Roger Ebert died yesterday.
A few years ago, when some friends of mine and I were fortunate enough to score a book deal out of a dumb Twitter thing we were doing, it came time to find someone to write the foreword. One of the first big Twitter names to notice us and promote us was Roger Ebert, and he was an idol for many of us, so we went to him. Some folks suggested that we try to get a bigger name, but we stuck with Ebert, who graciously accepted, and wrote a foreword that was way better than we deserved. (I still remember Ken sending me an IM that said, “Dave, I just gave a deadline to ROGER EFFIN EBERT.”) For us, a giant had stooped down and given us a hand. For him, he was just being a guy who liked talking about the stuff he liked.
He is going to be missed, but his wit, intelligence, skill, style, and graciousness will never be forgotten.
Here are some of the other FAPS guys on Ebert:
I keep this at my desk as a reminder of cool shit I’ve done. Now it reminds me of how lucky I was to even brush up against a great man’s life in art. It only occurs to me just now that one of the main things I wrote in it was about bullshit dopes who quotewhore in their movie reviews. There’s a pretty fair shot he might have gotten a kick out of that, and a writer couldn’t ask for more of an accomplishment than that.
So incredibly sad to hear about Roger Ebert’s passing. He’s one of my heroes: a great writer, a passionate critic, and a generous human being. The story of how he agreed to do the introduction for Write More Good is a testament to his generosity. His response to the request was quick and short: “Sure. Sounds like fun.” He sent his final draft on Oscar night, when I’m pretty sure he had better things to do. His early support of FakeAPStylebook was critical to its success. The Bureau Chiefs owe him an enormous debt of gratitude.
During that brief time we corresponded with him, I had the opportunity to thank him and let him know how much he influenced me. I specifically mentioned how his writing and commentary on Citizen Kane are permanent fixtures in my film classes, and how they enhanced my enjoyment of that film. I’m grateful to have had that opportunity.
And I would be remiss if I did not note the passing of Roger Ebert. The loss of his great wit and intelligence is a sad one, but thankfully he left behind no small amount of writing that will continue to entertain and educate us for a long time to come. It was he and his longtime reviewing partner Gene Siskel that introduced Young Me to the idea that film criticism was even a thing, and perhaps, even more generally, the idea that one’s entertainment can be thoughtfully considered and not just passively absorbed.
Though I may not have grasped the specifics of Siskel and Ebert’s spirited debates over film, they did lay the foundation for something important and invaluable.
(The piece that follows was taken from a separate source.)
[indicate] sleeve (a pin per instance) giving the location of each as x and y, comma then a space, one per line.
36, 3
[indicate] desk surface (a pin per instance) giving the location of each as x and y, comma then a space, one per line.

Like most kids, my notion of quality was a strictly binary affair. A given item was either “awesome” or “sucky.” The difference between eating a spoonful of pre-sweetened lemonade mix or an elegant French pastry was negligible. Sweet was sweet, and that was good enough from the consumption standpoint.
The notion that creative works could be examined and evaluated wasn’t an immediate, transformative epiphany — I still had a long row of unquestioned junk to hoe — but enough of their critical approach osmosed to provide a framework to actively and subconsciously build upon in the years to come.